Si vous aviez l’habitude de faire des fiches sur les personnages en lisant Dostoïevski, avec Constellations, vous pouvez carrément prévoir le classeur ! Il vous faudra aussi acquérir quelques notions d’histoire de la Pologne et acheter une anthologie des poètes slaves car, sans repères, vous passerez forcément à côté de ce roman. Juliusz Slowacki, Julian Tuwim, Bruno Jasienski, ça vous dit quelque chose ? Et le président de l’Ukraine en 1918, vous le connaissez ? Et le nom de la monnaie austro-hongroise ? Et Casimir III le Grand ? Et l’affluent du Dniestr ? On apprend tout cela dans Constellations. Voilà pour le contexte. Quant à l’histoire, les choses ne se simplifient guère.

Il s’agit du récit croisé de trois hommes séparés par la guerre qui tentent de ressusciter, par leurs paroles, une Galicie anéantie par les conflits et découpages géographiques arbitraires. Jusque-là tout va bien, si ce n’est que cette « résurrection » engendre une somme de références qui n’évoquent pas grand-chose aux pauvres Européens de l’Ouest que nous sommes. Ajoutons à cela une narration plutôt opaque -succession farfelue de métaphores, d’envolées lyriques et de style docte ou plat- et un roman aux thèmes des plus épars : il n’y a qu’un pas de l’angélologie à l’astrologie, du Talmud à la Bible, des ancêtres de tel anonyme aristocrate à l’histoire politique globale. Pour finir, les titres de chapitres ne nous avancent pas davantage : « Bénarès », « Les poissons, ou la sortie de la tente », « La rhétorique », « Le taureau et la bayadère », « Le grand convoi-saleté de Bittra », etc.

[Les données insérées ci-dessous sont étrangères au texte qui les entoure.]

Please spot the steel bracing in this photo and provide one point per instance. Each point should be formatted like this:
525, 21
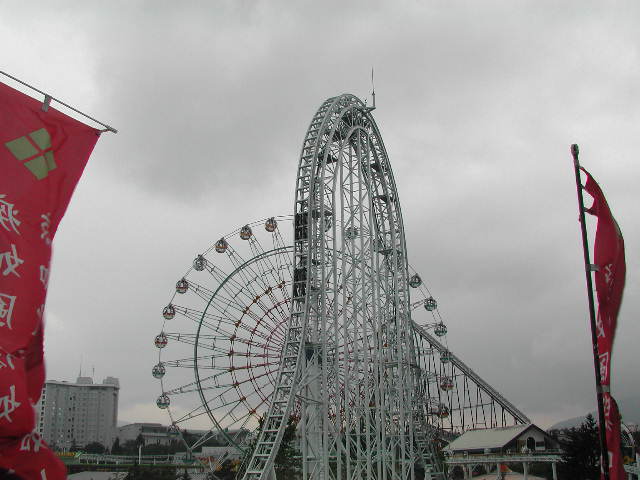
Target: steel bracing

A ce stade, même le mot « baroque », en général utilisé pour classer les inclassables, n’y suffit plus. Il y manque la fantaisie, le goût de la langue, la légèreté propre au genre. Car Constellations s’avère un roman très sérieux et très ambitieux. Andrzej Kusniewicz, en racontant la Pologne d’autrefois, entend témoigner de son métissage, des traditions des différentes communautés (juives, ukrainiennes, tziganes, arméniennes) de son pays. Or, rendre compte de ce melting-pot ne semble envisageable à ses yeux que par le biais d’une facture romanesque elle-même métissée. Indigeste, ce roman n’en a pas moins le mérite de sa singularité.